Special rules apply to the determination of whether a corporation that is a partner in a partnership is deemed active. Treas. Reg. § 1.469-1T(g)(3)(i)(B). In Rev. Rul. 92-17, 1992-1 C.B. 142, the IRS held that if the officers of a corporation that is a general partner in a limited partnership perform active and substantial management functions for the partnership, including the decision making regarding significant business decisions of the partnership and regular participation in the overall supervision, direction, and control of the employees of the partnership in operating the partnership’s rental business, the corporation is deemed to be engaged in the active conduct of a trade or business within the meaning of Code § 355(b). In Carter, by analogy, the trustee hired a ranch manager to perform business functions, and those activities, like the officers in the above ruling, should characterize the trust as actively involved. The application of the corporate model to the trust environment, however, is not certain.

 

TAM 200733023. In this recent ruling, dated August 17, 2007, the IRS determined that a trust’s effort to characterize losses as not being passive (and hence currently deductible) failed. The IRS maintained that the trustee’s activities alone should be considered in determining if the trust materially participated in the activity. It is the material participation of the trustee that is the litmus test. The IRS expressly addressed the Carter court opinion above and stated that it disagreed. The will creating the trust in this ruling permitted the appointment of a special trustee for any part or all of the trust property. The special trustee, except as limited in the trust, had all the rights of a trustee. The IRS seemed swayed in part by the fact that “ultimate decision-making authority remained vested solely with the trustees.” The IRS rejected the trust’s argument that these “special trustees” were “fiduciaries” for purposes of the Code § 469 material participation test, even if they were so characterized under state law. The IRS then looked at the definition of “fiduciary” to evaluate this. The tax law defines a “fiduciary” as a trustee or any other person acting in any fiduciary capacity for any person. Code § 7701(a)(6). If someone is granted broad discretionary power of administration and management over an asset, a fiduciary relationship exists. Rev. Rul. 82-177, 1982-2 C.B. 365. If the person does not have administrative duties, he or she is not a fiduciary. Rev. Rul. 92-51, 1992-2 C.B. 102. Because the “special trustees” in this ruling were controlled by the trustees and had no power over the trust property, their participation was irrelevant to the
analysis.

AICPA. The AICPA has suggested that material participation be tested based on the activities of the trustee, as if the trust were evaluated under the rules applicable to an individual (not a closely held corporation); activities of the beneficiary should not be considered.

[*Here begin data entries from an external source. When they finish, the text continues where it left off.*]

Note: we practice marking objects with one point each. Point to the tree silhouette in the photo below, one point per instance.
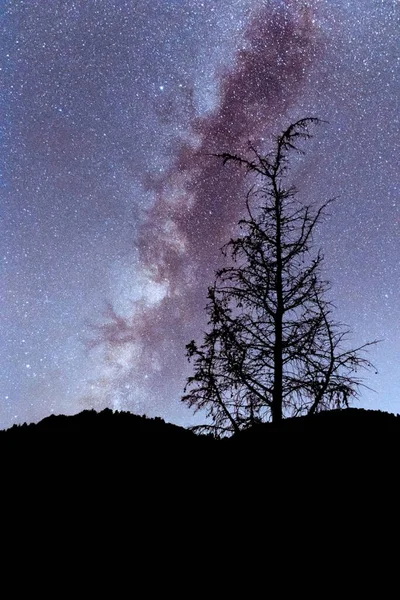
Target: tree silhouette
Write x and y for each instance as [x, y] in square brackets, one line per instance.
[272, 349]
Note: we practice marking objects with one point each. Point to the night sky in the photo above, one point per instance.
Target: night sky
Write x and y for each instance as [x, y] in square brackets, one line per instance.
[113, 211]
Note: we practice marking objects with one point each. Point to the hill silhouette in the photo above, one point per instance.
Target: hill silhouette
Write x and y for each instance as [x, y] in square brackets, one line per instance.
[306, 467]
[352, 429]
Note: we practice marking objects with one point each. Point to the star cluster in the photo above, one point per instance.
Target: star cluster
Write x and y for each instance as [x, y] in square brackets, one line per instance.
[113, 208]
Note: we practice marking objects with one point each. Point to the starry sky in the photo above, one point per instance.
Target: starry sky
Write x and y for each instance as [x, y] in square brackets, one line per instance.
[113, 209]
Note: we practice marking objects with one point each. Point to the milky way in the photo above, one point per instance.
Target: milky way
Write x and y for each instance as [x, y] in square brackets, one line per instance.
[114, 207]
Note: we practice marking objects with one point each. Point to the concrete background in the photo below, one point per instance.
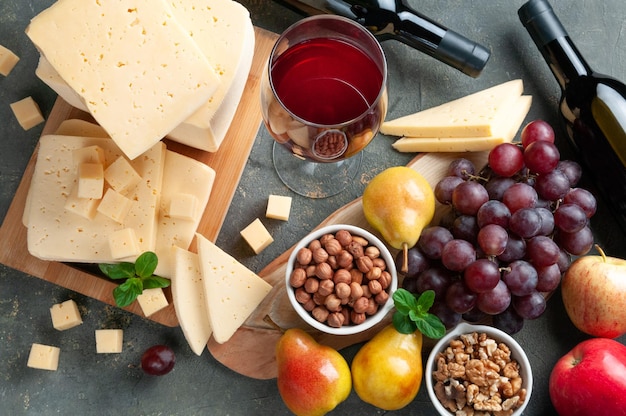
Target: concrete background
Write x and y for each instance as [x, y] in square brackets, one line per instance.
[90, 384]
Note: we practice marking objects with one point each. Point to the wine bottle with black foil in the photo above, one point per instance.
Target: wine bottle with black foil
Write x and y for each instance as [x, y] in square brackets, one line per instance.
[593, 106]
[393, 19]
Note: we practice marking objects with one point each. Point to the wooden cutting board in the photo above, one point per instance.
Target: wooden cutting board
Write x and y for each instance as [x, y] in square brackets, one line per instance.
[228, 164]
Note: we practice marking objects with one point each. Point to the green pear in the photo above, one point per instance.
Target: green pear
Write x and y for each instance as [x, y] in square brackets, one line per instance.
[312, 378]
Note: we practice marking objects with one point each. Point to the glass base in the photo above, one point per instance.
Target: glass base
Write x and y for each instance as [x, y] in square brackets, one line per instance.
[312, 179]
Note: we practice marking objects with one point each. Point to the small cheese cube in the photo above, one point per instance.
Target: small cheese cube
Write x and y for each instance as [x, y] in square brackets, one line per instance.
[7, 60]
[65, 315]
[114, 205]
[123, 243]
[152, 300]
[183, 206]
[109, 341]
[27, 113]
[43, 357]
[278, 207]
[257, 236]
[89, 154]
[121, 175]
[90, 180]
[85, 207]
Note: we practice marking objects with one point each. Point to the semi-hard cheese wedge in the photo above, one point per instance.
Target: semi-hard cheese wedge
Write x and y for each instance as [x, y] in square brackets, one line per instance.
[56, 233]
[138, 70]
[232, 291]
[468, 144]
[475, 115]
[189, 300]
[224, 31]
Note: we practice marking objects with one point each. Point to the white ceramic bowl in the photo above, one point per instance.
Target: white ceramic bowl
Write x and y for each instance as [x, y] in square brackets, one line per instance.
[370, 321]
[517, 353]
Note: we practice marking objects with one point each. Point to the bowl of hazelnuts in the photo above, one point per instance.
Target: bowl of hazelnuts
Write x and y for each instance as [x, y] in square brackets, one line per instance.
[340, 279]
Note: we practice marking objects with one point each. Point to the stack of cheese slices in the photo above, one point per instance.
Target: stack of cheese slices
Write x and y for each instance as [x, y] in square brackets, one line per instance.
[476, 122]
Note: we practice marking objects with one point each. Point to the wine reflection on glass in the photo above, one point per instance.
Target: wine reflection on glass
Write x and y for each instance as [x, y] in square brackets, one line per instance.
[323, 99]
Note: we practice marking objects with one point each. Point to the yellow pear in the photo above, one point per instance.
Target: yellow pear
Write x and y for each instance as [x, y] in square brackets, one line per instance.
[387, 370]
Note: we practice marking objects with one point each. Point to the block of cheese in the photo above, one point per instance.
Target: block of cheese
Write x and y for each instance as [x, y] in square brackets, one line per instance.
[65, 315]
[138, 70]
[43, 357]
[224, 31]
[181, 175]
[517, 114]
[27, 113]
[231, 290]
[109, 341]
[189, 303]
[152, 300]
[278, 207]
[475, 115]
[257, 236]
[8, 60]
[54, 233]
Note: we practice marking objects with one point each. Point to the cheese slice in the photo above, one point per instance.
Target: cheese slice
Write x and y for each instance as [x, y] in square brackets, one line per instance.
[232, 291]
[516, 115]
[224, 31]
[189, 300]
[136, 68]
[475, 115]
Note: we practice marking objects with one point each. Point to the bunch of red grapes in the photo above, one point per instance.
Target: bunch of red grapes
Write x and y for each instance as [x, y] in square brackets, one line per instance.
[509, 235]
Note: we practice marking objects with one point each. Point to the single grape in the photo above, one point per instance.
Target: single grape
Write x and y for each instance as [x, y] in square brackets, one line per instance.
[506, 159]
[432, 240]
[158, 360]
[541, 157]
[536, 130]
[529, 306]
[457, 254]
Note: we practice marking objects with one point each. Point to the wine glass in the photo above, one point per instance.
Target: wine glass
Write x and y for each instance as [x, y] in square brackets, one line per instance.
[323, 99]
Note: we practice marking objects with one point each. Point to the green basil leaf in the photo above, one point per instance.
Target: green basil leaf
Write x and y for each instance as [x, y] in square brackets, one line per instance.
[146, 263]
[155, 281]
[117, 270]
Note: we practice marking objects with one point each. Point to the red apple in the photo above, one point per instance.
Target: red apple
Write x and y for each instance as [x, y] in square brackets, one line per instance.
[590, 379]
[594, 295]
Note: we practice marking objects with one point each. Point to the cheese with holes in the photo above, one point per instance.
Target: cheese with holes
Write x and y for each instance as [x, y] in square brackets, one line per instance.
[517, 114]
[189, 300]
[475, 115]
[231, 290]
[137, 69]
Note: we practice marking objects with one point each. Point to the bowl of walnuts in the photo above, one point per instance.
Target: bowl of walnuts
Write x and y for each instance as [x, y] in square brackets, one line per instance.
[478, 369]
[340, 279]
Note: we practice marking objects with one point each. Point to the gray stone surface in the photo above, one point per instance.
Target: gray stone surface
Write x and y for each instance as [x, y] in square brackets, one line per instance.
[90, 384]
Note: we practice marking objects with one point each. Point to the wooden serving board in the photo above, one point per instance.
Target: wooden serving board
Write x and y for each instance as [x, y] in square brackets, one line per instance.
[228, 164]
[251, 351]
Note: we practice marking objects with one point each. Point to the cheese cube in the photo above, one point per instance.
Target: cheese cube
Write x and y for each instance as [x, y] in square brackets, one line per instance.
[109, 341]
[152, 300]
[121, 175]
[85, 207]
[278, 207]
[27, 113]
[90, 180]
[123, 243]
[65, 315]
[7, 60]
[89, 154]
[183, 206]
[43, 357]
[114, 205]
[257, 236]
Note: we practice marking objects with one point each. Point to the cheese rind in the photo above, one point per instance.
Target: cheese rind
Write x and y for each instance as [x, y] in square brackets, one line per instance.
[475, 115]
[231, 290]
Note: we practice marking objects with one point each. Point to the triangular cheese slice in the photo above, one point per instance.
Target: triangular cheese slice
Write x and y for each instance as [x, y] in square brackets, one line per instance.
[189, 302]
[475, 115]
[232, 291]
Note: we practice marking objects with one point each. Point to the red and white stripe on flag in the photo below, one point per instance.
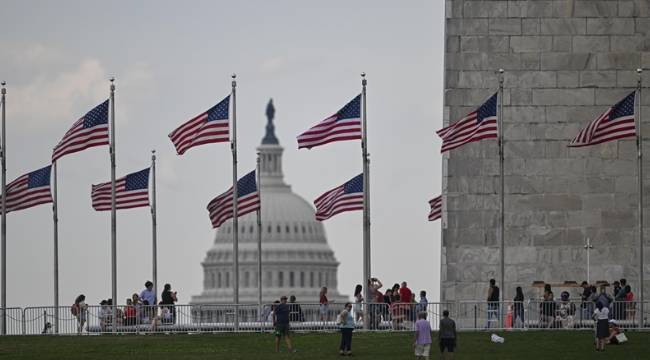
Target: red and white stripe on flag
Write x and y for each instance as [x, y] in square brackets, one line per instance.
[615, 123]
[211, 126]
[436, 208]
[478, 125]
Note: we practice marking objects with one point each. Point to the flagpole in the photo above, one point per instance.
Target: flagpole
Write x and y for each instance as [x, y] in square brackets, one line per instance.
[366, 200]
[235, 223]
[55, 218]
[154, 234]
[501, 186]
[113, 214]
[3, 155]
[259, 237]
[639, 142]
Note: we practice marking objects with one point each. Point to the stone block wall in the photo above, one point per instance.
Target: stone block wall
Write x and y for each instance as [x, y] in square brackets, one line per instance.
[565, 62]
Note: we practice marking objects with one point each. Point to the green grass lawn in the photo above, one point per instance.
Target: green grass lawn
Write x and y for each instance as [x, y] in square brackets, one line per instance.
[314, 346]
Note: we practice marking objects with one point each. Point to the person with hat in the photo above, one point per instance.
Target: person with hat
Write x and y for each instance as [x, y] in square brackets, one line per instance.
[281, 324]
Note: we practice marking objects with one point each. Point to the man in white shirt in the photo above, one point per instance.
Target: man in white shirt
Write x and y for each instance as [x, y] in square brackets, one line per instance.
[148, 294]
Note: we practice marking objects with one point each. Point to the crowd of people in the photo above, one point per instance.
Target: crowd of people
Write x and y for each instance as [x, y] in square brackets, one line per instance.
[139, 309]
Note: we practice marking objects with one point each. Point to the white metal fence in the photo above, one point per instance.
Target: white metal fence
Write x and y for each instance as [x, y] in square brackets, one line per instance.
[469, 315]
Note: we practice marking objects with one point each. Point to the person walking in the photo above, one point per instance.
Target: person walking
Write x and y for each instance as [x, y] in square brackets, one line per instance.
[422, 343]
[169, 299]
[518, 313]
[346, 324]
[281, 324]
[447, 337]
[358, 302]
[601, 315]
[80, 310]
[493, 303]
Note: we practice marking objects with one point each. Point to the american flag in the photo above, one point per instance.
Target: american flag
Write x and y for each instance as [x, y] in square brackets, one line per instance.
[130, 191]
[436, 208]
[344, 125]
[29, 190]
[248, 200]
[91, 130]
[347, 197]
[616, 123]
[208, 127]
[478, 125]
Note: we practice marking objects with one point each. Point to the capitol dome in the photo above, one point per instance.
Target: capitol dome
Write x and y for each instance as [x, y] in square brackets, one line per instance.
[296, 259]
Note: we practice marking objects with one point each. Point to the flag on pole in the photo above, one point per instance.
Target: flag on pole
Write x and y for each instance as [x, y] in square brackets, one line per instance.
[131, 191]
[436, 208]
[91, 130]
[615, 123]
[344, 125]
[347, 197]
[248, 200]
[29, 190]
[208, 127]
[478, 125]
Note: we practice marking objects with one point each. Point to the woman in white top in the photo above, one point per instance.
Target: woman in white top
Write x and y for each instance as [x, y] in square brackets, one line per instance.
[601, 315]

Applying the Above Authorities

The key problem in applying the material participation test is the determination of what constitutes material participation and whose endeavors may be considered in the analysis. Two areas are in issue. On this specific point, activities of those hired by the trustee should be considered in determining whether the trust is materially participating. That issue is unresolved because of the diametrically opposite positions of the IRS and the Carter court. Future court cases will likely face this identical issue, but a problem that will likely follow is that the fact-sensitive nature of these decisions will lend itself to a patchwork of fact-sensitive cases that will challenge practitioners to construct general rules to apply in practice.

But practitioners must grapple with a host of other aspects to this issue that neither Carter nor the TAM addresses. The practical difficulties extend well beyond that one issue. Consider the following scenarios:

 

Example— Father gifts stock in a family business to an irrevocable trust for Son. Uncle Joe is the trustee. Consider the following seven scenarios:

 

• Uncle Joe hires a manager to operate the family business. Based on Carter, the income or loss from the business would be active. Based on the TAM the interests would be passive.

• If Son were actively involved in the family business so that the income or loss from the business were active for him, the results of Son owning the stock outright instead of having it being held in a trust could be substantial. If the stock is held in the trust and the trustee was a bank or other nonmaterial participant in the family business, then losses from the business would be passive and would be trapped in the trust if no passive income offset it. The fact that the sole beneficiary is active would be irrelevant to the characterization of the gain or loss.

• Assume that gifts were made to the trust by Father each year using annual gifts that qualified by virtue of a Crummey power. The Crummey power would make the trust a grantor trust as to Son, so that Son’s activities would be the touchstone for determining material participation. PLR 200603040 held that the grantor trust rules override the Crummey rules. Cf. Treas. Reg. § 1.671-2(e)(1).

• Instead of including a Crummey power, the trust was structured as a Code § 2503(c) minor’s trust. Because now the trust is not a grantor trust, the efforts of Uncle Joe as trustee will again be determinative of material participation.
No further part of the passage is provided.